Он два съел и взял еще один с собой. Потом устроился в сенях на лавке и стал неторопливо жевать — не хотел вообще-то, но вкусный ведь, когда горячий. Неудобно сидеть было. И как только спать тут мог?..
Он задумался и шум во дворе даже не услышал сразу. Мало ли, что там может быть. Не выходить же на холод, чтобы посмотреть.
А когда вдруг все затихло, скрипнули на крыльце ступени и отворилась дверь — стало страшно.
Николая Павловича — худощавого старика с неприятным сухим лицом и злыми глазами, — он сразу узнал. Догадался, хоть и совсем непохожи они были с барином. А как увидел широко ухмылявшегося Гришку за его спиной — похолодел весь.

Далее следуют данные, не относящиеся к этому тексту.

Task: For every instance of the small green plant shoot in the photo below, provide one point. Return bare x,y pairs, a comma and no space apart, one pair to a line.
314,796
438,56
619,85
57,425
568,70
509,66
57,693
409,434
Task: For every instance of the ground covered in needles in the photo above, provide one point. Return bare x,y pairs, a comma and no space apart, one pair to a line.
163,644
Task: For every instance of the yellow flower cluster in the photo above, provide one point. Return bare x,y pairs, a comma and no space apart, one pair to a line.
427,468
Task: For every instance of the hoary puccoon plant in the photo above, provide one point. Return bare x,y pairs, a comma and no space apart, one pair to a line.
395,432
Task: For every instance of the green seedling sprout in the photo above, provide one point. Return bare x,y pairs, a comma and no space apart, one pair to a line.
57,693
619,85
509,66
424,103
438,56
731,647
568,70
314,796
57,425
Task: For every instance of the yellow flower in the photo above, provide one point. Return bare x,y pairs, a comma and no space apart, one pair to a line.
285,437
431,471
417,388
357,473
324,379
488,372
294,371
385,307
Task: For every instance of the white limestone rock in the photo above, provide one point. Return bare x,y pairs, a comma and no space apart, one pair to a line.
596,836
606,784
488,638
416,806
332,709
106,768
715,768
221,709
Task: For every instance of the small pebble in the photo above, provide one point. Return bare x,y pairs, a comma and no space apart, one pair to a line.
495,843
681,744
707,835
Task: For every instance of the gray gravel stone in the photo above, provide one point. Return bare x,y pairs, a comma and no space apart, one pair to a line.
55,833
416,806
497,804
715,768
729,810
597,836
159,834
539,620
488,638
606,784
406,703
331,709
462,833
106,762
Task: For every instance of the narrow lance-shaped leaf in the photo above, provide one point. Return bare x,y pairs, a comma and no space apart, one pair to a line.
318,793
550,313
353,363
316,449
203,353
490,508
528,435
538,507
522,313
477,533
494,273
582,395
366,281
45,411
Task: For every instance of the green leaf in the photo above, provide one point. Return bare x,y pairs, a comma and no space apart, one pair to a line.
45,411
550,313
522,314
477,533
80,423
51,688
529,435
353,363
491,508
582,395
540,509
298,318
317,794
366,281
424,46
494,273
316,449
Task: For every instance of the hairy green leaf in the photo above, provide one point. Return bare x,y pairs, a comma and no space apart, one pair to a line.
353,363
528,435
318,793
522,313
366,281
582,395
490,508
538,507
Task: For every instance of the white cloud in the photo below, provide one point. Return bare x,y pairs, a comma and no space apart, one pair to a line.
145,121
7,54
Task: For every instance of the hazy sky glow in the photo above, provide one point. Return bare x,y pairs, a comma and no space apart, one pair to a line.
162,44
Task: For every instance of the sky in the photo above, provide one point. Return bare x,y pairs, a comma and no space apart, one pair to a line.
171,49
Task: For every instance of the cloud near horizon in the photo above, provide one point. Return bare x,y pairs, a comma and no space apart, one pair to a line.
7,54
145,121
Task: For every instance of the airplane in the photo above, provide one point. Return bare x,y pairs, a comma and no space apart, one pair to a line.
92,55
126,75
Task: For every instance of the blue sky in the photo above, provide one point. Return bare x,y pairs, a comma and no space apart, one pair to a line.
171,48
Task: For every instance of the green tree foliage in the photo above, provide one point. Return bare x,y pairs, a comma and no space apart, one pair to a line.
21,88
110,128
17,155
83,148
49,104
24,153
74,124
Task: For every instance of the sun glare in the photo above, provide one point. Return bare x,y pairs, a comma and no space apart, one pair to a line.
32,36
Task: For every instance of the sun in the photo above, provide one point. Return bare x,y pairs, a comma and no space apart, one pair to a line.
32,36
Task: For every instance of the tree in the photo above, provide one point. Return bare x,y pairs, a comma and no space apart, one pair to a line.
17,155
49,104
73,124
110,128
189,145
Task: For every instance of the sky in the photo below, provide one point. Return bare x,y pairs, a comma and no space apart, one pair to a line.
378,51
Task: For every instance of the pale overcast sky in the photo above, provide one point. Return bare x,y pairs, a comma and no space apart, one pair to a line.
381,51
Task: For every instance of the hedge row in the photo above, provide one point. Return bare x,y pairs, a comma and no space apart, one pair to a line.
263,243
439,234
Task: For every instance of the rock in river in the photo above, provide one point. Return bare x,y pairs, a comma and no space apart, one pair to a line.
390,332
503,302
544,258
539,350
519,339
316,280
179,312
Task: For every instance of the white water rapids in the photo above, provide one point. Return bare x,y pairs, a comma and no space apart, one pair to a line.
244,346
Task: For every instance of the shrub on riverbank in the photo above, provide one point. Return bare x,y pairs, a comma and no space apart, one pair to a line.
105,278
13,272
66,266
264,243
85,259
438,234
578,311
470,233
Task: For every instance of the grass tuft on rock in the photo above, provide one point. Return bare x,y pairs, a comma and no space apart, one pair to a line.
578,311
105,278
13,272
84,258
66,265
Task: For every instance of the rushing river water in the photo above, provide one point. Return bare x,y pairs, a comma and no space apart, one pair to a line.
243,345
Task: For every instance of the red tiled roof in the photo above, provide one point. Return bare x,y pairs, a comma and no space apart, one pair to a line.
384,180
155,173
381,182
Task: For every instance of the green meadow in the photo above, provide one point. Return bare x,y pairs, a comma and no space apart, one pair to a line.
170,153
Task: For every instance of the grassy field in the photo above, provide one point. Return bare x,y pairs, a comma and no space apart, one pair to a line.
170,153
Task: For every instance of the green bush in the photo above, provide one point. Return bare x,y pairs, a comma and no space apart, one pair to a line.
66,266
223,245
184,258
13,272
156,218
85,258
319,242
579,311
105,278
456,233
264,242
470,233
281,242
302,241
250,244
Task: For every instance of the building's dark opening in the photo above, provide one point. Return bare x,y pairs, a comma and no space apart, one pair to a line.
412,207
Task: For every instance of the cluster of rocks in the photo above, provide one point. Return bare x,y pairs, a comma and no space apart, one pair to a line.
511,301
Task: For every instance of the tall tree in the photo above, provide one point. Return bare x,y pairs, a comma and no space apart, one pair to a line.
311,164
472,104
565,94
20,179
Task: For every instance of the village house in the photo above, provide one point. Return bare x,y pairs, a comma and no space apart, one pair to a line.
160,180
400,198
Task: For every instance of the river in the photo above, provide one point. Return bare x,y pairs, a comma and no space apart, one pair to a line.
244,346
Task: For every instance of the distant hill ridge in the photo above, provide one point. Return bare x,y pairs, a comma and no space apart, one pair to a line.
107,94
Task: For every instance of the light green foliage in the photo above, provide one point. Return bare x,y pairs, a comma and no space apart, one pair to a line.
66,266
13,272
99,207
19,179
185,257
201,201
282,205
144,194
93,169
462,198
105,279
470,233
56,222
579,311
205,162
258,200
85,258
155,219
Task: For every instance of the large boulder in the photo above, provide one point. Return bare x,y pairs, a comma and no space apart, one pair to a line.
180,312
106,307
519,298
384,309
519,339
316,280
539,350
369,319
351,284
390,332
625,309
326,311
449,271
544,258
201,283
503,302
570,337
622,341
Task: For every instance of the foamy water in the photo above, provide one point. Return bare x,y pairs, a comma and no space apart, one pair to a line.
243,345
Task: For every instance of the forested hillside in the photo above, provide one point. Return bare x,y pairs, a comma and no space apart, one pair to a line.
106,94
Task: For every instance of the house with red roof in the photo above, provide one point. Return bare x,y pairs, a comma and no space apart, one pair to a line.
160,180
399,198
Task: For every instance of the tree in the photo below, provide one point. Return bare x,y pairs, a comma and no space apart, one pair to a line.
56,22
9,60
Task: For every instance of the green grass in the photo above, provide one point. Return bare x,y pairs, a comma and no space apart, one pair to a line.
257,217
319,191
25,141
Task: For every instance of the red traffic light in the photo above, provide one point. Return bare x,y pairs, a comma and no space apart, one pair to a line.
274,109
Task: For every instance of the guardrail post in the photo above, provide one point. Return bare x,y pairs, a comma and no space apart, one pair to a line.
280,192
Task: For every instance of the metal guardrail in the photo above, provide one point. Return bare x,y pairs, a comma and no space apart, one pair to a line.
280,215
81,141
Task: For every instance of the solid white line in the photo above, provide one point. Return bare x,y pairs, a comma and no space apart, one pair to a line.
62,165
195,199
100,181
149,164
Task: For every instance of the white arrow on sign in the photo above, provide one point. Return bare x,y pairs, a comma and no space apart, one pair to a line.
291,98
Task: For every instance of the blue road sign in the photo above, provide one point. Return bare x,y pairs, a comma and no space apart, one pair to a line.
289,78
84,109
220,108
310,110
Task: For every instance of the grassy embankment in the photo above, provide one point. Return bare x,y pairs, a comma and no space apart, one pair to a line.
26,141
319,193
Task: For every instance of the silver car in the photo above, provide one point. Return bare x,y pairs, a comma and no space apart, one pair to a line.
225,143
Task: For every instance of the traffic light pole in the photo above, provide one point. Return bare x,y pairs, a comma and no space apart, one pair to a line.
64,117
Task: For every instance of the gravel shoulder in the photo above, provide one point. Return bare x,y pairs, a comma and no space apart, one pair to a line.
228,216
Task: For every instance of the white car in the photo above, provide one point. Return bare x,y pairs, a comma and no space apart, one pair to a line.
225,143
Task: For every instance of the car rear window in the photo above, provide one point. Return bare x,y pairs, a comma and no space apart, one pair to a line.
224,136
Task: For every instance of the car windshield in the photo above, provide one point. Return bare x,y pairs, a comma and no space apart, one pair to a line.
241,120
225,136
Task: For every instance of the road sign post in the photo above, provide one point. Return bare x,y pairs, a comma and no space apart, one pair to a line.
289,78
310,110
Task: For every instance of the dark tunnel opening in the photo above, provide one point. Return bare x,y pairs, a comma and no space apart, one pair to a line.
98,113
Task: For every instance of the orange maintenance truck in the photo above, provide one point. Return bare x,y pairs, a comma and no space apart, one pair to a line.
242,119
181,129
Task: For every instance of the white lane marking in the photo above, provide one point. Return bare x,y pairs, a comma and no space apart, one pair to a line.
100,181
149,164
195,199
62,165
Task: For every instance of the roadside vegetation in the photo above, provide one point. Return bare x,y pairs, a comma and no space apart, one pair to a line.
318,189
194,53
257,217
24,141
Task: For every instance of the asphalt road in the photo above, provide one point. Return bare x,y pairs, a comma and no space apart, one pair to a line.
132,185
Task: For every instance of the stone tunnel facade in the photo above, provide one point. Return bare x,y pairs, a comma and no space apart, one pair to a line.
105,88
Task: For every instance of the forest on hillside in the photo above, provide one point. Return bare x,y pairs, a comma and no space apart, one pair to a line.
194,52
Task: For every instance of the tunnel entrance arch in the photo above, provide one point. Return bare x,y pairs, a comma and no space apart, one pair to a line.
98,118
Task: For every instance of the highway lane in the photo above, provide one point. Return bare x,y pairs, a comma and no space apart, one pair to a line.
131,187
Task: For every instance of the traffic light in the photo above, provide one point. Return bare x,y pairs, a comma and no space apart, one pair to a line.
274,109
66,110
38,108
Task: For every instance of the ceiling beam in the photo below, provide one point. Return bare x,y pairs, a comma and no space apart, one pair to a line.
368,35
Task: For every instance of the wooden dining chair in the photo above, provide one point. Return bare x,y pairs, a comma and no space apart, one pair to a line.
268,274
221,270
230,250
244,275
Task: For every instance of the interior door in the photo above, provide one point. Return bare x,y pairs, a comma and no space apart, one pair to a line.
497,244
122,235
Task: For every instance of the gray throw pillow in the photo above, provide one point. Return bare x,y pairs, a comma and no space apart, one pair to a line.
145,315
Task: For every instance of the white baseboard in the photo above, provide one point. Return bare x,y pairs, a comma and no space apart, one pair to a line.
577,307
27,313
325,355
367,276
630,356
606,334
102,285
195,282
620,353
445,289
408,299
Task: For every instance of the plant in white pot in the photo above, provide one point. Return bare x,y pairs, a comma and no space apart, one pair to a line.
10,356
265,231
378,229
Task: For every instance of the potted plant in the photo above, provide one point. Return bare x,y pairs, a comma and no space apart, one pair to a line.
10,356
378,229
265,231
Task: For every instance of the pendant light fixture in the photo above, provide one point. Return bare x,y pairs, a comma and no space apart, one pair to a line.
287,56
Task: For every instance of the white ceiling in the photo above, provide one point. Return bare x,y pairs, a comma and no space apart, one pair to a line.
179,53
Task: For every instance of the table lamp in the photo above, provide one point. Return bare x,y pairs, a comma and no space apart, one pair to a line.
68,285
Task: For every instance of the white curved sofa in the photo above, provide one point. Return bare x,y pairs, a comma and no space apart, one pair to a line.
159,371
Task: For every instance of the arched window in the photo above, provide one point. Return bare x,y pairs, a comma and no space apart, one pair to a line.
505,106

Рассказал уже, стоило приехать! Петя вжался спиной в стену, дыхание пресеклось, а когда Николай Павлович шагнул вперед — затопил обездвиживающий безотчетный ужас. Неосознанный, от которого бежать только можно — да ноги подкосятся. Понимал Петя, что лучше не знать старому барину про него! Он вообще на глаза не попадался бы, если б тот приехал! Алексей Николаевич его отправил бы куда-нибудь, они решили уже об этом… Но столкнуться, да чтобы и не спас никто…
А дальше как в тумане было. Старый барин кивнул Гришке, и тот схватил Петю за шкирку и поволок на улицу. Тот рванулся, но тут его взяли за локоть, заломили и сжали с такой силой, что вскрик в горле застрял.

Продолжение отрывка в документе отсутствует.